There were roughly 25 major wildfires burning in California as of Wednesday, according to the state's Department of Forestry and Fire Protection, bringing the collective number of acres burned in 2020 to 3.3 million.
"None of them has been ignited by utility equipment as far as anybody can tell, but it's still having a financial impact on utilities," Weissman said, adding, "what's happening now is that the utilities have to conduct their businesses within the existing environment, and the existing environment includes a very dramatic likelihood that there will be more fires — and it'll be very severe."
In research updates issued Wednesday, S&P revised the outlook for San Diego Gas & Electric (SDG&E), Pacific Gas & Electric (PG&E) and parent company PG&E Corporation, and Southern California Edison (SCE) and parent company Edison International to negative.
In 2019, California decision-makers set up a $21 billion wildfire insurance fund — seeded by utility shareholders and ratepayers — to address the financial implications of the wildfires. But while that fund reduces utilities' credit risk exposure to a certain extent, it doesn't automatically replenish, according to the analysts.
"The evidence of wildfire acceleration in just the beginning of this wildfire season could, in our view, increase the probability of a California investor-owned electric utility causing a catastrophic wildfire, depleting the wildfire fund sooner than expected," S&P said.
California could very easily wind up repeating the cycle of 2017 and 2018, which led to billions of dollars in wildfire liabilities, Weissman said. And if it were to exhaust the wildfire fund, it would be very difficult to replenish, since that would require raising rates for ratepayers or getting contributions from utility shareholders.
One cause for concern for utilities is the pace of the fires, according to S&P. During the 2019 wildfire season, less than 260,000 acres burned in the state during the entire wildfire season, destroying less than 750 structures and causing three fatalities. This year — despite it being early stages of the state's wildfire season — fires have burned more than 3 million acres, damaged more than 5,300 structures and caused more than 20 fatalities, according to S&P.
"We believe the acceleration of adverse wildfire conditions is partially affected by the 2020 below-average rainfall, which we believe could potentially signal a longer and more devastating wildfire season," analysts said, contributing to "a very difficult regulatory and political environment."

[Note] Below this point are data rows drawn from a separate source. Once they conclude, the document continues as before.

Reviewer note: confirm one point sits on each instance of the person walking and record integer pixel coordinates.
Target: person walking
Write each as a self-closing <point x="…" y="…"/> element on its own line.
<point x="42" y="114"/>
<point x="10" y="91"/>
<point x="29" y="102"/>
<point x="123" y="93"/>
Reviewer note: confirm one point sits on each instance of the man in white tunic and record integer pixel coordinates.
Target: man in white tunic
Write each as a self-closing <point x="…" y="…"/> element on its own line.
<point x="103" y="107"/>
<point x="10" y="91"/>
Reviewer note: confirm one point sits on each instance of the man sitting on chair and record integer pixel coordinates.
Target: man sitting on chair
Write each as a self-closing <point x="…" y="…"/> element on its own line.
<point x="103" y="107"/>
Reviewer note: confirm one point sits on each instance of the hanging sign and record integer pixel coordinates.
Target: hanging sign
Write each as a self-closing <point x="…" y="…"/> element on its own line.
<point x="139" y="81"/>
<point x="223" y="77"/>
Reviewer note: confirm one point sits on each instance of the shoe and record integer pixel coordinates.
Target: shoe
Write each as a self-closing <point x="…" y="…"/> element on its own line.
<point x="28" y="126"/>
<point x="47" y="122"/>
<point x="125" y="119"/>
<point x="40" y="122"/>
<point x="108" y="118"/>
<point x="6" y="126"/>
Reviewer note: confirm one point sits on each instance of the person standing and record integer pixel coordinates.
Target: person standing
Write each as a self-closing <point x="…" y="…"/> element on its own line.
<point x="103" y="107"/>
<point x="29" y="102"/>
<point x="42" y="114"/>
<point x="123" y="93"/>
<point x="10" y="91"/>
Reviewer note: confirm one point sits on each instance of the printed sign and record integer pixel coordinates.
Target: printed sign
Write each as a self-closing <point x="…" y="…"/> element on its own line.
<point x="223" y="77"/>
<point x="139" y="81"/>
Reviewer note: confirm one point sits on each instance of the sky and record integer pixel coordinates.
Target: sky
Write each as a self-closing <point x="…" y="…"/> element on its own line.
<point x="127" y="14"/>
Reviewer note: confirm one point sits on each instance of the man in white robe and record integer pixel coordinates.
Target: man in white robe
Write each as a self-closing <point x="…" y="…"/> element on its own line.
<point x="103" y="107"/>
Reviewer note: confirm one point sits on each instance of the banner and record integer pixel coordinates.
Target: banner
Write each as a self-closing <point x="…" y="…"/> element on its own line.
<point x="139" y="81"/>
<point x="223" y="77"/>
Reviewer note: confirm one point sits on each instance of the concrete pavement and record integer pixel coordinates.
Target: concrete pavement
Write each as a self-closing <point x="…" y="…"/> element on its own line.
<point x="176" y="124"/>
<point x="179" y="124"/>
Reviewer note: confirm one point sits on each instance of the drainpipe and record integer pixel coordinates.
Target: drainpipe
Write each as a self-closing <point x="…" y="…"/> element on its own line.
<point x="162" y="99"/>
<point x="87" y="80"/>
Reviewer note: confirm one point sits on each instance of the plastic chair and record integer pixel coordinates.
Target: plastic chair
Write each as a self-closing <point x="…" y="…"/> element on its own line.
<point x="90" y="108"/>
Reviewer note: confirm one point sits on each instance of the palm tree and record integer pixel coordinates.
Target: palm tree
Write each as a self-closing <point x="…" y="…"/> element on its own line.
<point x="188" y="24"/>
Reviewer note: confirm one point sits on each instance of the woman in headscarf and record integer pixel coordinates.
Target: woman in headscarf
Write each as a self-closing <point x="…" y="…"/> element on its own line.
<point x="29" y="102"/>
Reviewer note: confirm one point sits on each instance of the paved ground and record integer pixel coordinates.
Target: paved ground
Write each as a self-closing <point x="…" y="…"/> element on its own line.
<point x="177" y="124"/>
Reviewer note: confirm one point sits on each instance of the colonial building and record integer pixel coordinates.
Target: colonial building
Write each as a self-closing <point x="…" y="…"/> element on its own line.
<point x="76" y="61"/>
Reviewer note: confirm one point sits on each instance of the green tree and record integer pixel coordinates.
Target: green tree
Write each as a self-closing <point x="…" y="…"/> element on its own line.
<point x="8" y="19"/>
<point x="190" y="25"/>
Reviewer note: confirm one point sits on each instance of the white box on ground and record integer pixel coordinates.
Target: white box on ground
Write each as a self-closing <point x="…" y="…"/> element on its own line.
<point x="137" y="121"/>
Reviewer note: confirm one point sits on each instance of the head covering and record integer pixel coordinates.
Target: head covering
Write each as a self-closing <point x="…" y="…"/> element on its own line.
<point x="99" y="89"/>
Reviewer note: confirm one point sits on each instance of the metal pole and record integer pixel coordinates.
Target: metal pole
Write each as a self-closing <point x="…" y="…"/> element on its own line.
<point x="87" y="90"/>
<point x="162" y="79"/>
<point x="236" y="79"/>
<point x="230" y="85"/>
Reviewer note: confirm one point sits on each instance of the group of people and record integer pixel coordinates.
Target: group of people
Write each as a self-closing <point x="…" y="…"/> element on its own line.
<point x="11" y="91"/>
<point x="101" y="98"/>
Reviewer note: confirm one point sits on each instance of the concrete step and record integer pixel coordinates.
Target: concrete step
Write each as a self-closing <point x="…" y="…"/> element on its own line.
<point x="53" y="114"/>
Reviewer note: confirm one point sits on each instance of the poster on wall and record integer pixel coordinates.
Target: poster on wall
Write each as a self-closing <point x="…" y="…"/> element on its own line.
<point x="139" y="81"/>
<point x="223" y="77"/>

The fires come against the backdrop of broader challenges to California's electric landscape, including rolling blackouts initiated in August as a result of high temperatures and energy demand. S&P expects that utilities will have to deploy more public safety power shut-offs — which are specifically used during times of wildfire risk — as well. And if outages and shut-offs become more common, "frustrated customers and politicians could negatively affect California's investor-owned electric utilities ability to consistently manage regulatory risk."
PG&E spokesperson James Noonan said in an emailed statement that the utility is working to further reduce the threat of wildfire through its community wildfire safety program, and that the creation of the state's wildfire fund was an important measure to mitigate the impacts of wildfires and bring financial stability to energy providers.
"We are committed to continuing to work together with first responders and other stakeholders for the duration of the historic 2020 fire season and in the years ahead," Noonan added.
"S&P’s revised global ratings outlook on SDG&E is directly related to wildfire risk the entire west coast is experiencing, and not a reflection of SDG&E’s strong and stable financial performance and history of effective wildfire mitigation and prevention programs," SDG&E said in an emailed statement.
Edison International declined to comment.